In December 1992, as the Senate hearings were winding down, Sampley was making the rounds in the halls of Congress, handing out copies of his latest periodical, which featured McCain and the Queen of Diamonds on the cover with the headline: "Sen. John McCain: 'The Manchurian Candidate.'"

The story condemned McCain for his lack of support on the live POW/MIA issue, and cited the U.S. News article and others as evidence that McCain had collaborated with the enemy and was protecting the Vietnamese for fear of being exposed. The article summarized the senator's political career, relying on reports from daily newspapers and wire services. It touched on McCain's role in the Keating Five and his friendship with former Arizona Republic publisher Duke Tully, who had fabricated a military career for himself, only to be exposed in the mid-Eighties.

Sampley claims he never intended to go into McCain's office, but when he realized that's where he was, he tossed a copy to the receptionist, requesting that it be delivered to the senator's veterans affairs assistant.

Mark Salter happened to be standing by the front desk. Sampley's version of what ensued goes like this:

"He [Salter] said to me, 'You son of a bitch.' Those were his words. He said, 'You low-life bastard.' . . . The dumbass followed me, yakking at me all the way down the hall. I'm thinking, 'Why doesn't this guy go away? I'm leaving.' I turn to go into the stairway, he followed me in there and for some reason he felt frisky and he punched me in the back of the shoulder--not hard--and that was it. I turned around and I fried him."

Salter claims he just tapped Sampley on the shoulder to get his attention. Security guards intervened. Sampley eventually was found guilty of assault and sentenced to two days in jail and 180 days of probation. He also was ordered to stay away from McCain and his staff.

Of Sampley, Salter says, "Mr. Sampley is about as disreputable a person as I've ever met in some 20 years of public service. . . . He's just a con artist. Nothing more, nothing less."

Salter is referring to Sampley's business of selling POW/MIA souvenirs at the Vietnam War Memorial. Sampley formed a nonprofit corporation that sold memorabilia, including tee shirts that were manufactured by his own for-profit company, Red Hawk.

Sampley was sued for copyright infringement by the Vietnam Veterans Memorial Fund and a sculptor, for using the likeness of a statue called The Three Servicemen on his tee shirts. A judge ordered Sampley to pay more than $350,000 in royalties. Sampley, who claims the legal bills broke him, hasn't paid.

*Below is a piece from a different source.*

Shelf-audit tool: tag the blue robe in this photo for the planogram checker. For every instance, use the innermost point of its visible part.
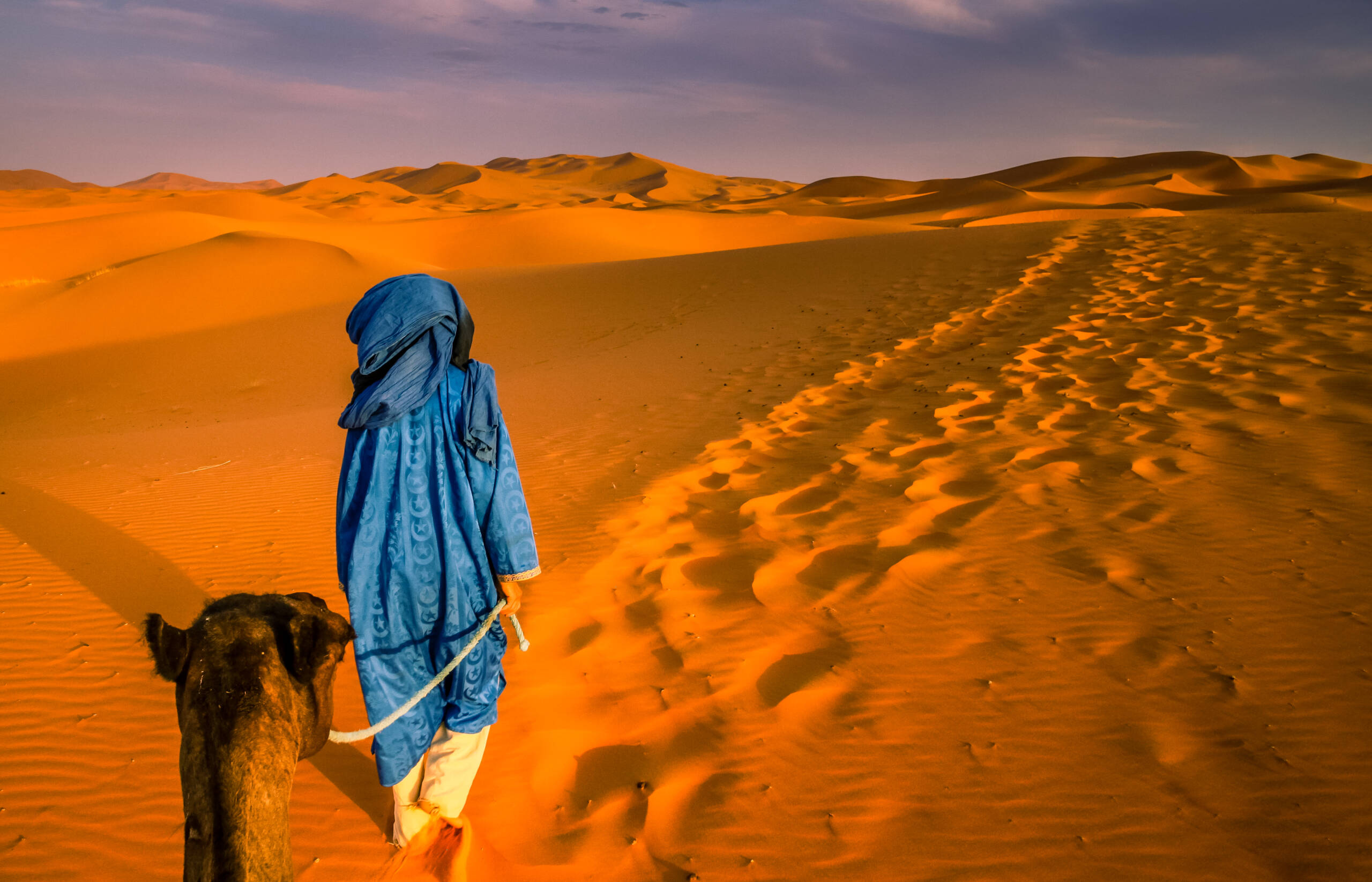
(427, 523)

The North Carolinian continued to blast McCain in print. In a 1995 article, he dubbed McCain "The Rhinestone Cowboy" and printed his claim that film of McCain's collaborative acts exists in Vietnam. He also quoted an unnamed source who said McCain had a wife and children in Vietnam. He reiterated many of those claims in a 1997 story about McCain.

"Even in this country, as difficult as it is to win a libel suit, we could win one against Sampley," Salter says. "He knows he's making it up and he's doing it with malice."

Accusations like Sampley's have hurt, Salter says.

"I remember the first time I saw the Sampley thing in his paper, the first Manchurian Candidate article, and I showed it to him [McCain]. He was stung. And I was kind of laughing, to make light of it. He said, 'It's not funny.'

"Then after a couple of months, he began to laugh about it, and then refer to himself as the Manchurian Candidate. He got over it. But it stung. And he didn't deserve it. It wasn't right."

McCain says he can't recall exchanging many words with Sampley, although Sampley claims the senator once walked past him and said, "Hello, scumbag."

McCain recalls the event--a congressional fund raiser in North Carolina--differently. He says Sampley stood up and berated him.

"I simply said, 'Sampley, you and I have a disagreement,'" McCain recalls. "I didn't see any reason to call him any names or lower myself down to that level. I have some dignity."

John McCain and his staff take pains to mark a distinction between the Ted Sampleys and the Carol Hrdlickas of the POW/MIA movement.

"You can't get mad at the families, but you get mad at the Ted Sampleys of the world," says Mark Salter.

But many family members maintain they have been abused by McCain. One is Dolores Alfond, who was reduced to tears by McCain during her 1992 testimony before the Senate Select Committee on POW/MIA Affairs.

Salter denies that his boss has ever mistreated a family member. "I've never seen him lose it with a family member--ever, ever."

Few, if any, of the alleged incidents are recorded, so recollections of participants must be relied upon.

Earl Hopper Sr. says the last time he spoke to McCain was in the early Nineties, in the hallway of the Hart Senate Office Building on Capitol Hill. Hopper was in Washington for a POW/MIA-related hearing.